Themes and Codes with Definitions and Exemplary Quotations of Patient Engagement in Their Healthcare, N=20
| Theme Subtheme | Case count | Definition | Exemplary quotation |
|---|---|---|---|
| The experience of engagement in healthcare, n=18 | |||
| Proactive | 16 | Seek out help on their own, asks directed questions. | “I’m not passive… if I have any questions, I write them down.” |
| Goals-based treatment | 13 | Treatment is goals based and explicitly about treatment decisions, discussions, treatment plan. | “If someone tells me to do this or do that, I’d like to know why and what’s the benefit, and the risk of something.” |
| Adherence | 9 | Being adherent or compliant, following through on treatment | “And I listen to what they say and I do it and I don’t dwell on it.” |
| Self-triage | 8 | Decisions about where or when to seek care, self-management. | “If it had to do with my heart or something like that, I’d go to [my cardiologist]. But if it was something I wasn’t sure of, I would probably start out at [primary care].” |
| Experiences of the patient/provider relationship, n=20 | |||
| Holistic | 13 | Extent to which treatment is considerate of multimorbidity; incorporating information from other providers and tests. | “I actually had the psychiatrist and the dermatologist and the [PCP] talking to each other and looking at recent studies-whether the [treatment] would be detrimental because of my [condition].” |
| 2 (−) | Feeling that the primary care provider is not trustworthy. | (−) “He said no, I’m not gonna do that, and I didn’t go back to him because I felt dismissed.” | |
| Choices, shared decision-making | 10 | Treatment options, discussion of choices. | “She wasn’t pushing me to do anything at a particular date until she heard my feeling on it, first.” |
| Tailored communication/listening | 9 | Patient/provider communication is tailored to individual context; feels that the provider listens. | “We have that conversation. And they would clear up what I heard, or what I read, or they would say, ‘Yeah. You are right. We’re gonna order that for you.’” |
| Communication quality | 7 | Provider is respectful in their interactions. | “They’re very considerate and thoughtful of us.” |
The experience of engagement in healthcare.

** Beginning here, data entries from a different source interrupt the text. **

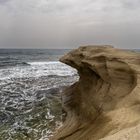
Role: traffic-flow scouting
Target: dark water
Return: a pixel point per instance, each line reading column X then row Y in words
column 31, row 82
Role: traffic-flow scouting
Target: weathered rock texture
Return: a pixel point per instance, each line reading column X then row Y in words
column 105, row 102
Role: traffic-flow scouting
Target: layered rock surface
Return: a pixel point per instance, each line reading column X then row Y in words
column 105, row 103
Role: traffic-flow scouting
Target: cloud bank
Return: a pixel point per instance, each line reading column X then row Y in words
column 69, row 23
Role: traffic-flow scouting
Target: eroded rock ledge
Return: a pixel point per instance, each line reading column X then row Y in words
column 105, row 102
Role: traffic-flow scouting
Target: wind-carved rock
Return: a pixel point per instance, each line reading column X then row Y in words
column 105, row 102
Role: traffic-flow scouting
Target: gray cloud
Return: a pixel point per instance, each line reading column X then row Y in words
column 69, row 23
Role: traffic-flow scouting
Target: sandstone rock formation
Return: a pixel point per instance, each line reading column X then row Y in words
column 105, row 103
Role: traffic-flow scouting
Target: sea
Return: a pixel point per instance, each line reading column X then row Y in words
column 31, row 84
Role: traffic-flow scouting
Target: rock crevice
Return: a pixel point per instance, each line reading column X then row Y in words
column 106, row 98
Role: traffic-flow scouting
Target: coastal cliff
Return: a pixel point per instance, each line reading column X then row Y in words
column 105, row 103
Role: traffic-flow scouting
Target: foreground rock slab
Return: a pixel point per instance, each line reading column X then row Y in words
column 105, row 103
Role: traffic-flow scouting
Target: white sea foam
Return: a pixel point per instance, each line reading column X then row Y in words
column 37, row 69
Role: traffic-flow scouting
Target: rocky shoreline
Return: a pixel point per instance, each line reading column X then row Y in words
column 105, row 102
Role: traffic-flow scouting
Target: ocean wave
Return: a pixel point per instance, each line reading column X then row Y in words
column 8, row 63
column 37, row 69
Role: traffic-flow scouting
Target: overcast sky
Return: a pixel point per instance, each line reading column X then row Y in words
column 69, row 23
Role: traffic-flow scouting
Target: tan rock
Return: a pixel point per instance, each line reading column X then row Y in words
column 105, row 102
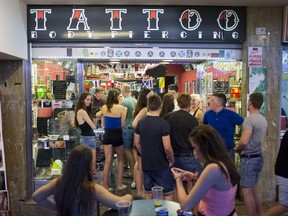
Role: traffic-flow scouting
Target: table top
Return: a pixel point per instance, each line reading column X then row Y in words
column 146, row 207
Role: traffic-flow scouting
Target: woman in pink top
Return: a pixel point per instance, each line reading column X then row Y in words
column 215, row 189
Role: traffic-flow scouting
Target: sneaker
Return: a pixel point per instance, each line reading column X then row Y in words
column 110, row 189
column 133, row 185
column 121, row 187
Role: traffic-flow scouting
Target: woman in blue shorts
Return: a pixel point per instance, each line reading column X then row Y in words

Defining the experience of engagement in health care emerged from the interviews as: being proactive, being involved in goals-based treatment discussions, adherence to the plan of care, and self-triaging when to seek care. Participants talked about being proactive in seeking treatment and care from their primary care practice when needed (16/20). One patient (60, woman), when describing being proactive in their care stated,
“Say for instance I hear on the TV or read an article that says, “Oh, at this age you should be checked out for X, Y, Z.” And I was like, “Oh, we’ve never had that conversation. I’ll have to talk to the doctor when I go.” And talk about it and we have that conversation.”
Feeling engaged in goals-based treatment discussions also was commonly noted as part of being engaged in their own or their family members’ healthcare (13/20). One patient (67, woman) described that they want to lose weight. The patient shared,
“I’ve had open discussions with my doctor [asking] are there medications to help me improve my metabolism? We’ve had a discussion – what would be detrimental–taking medicine for my health…different diets…and [they referred] me to a weight loss program so that I could achieve my goal.”
Being adherent to their plan of care and taking medications was described by 9 out of 20 participants. A 74-year-old woman who was also a spousal caregiver stated very simply, “I follow what’s been asked of me.” About 40% (8/20) of the participants talked about self-triaging their health concerns before determining if they needed a primary care practice “sick” appointment or should go to an urgent care or emergency department. A 61-year-old man with multiple chronic conditions stated, “With my health conditions and my health history …I can’t let it go. I can’t wait until it’s ready to go in the hospital. So, when I see symptoms, I’ve gotta say, ‘Hey, I need to be checked.’”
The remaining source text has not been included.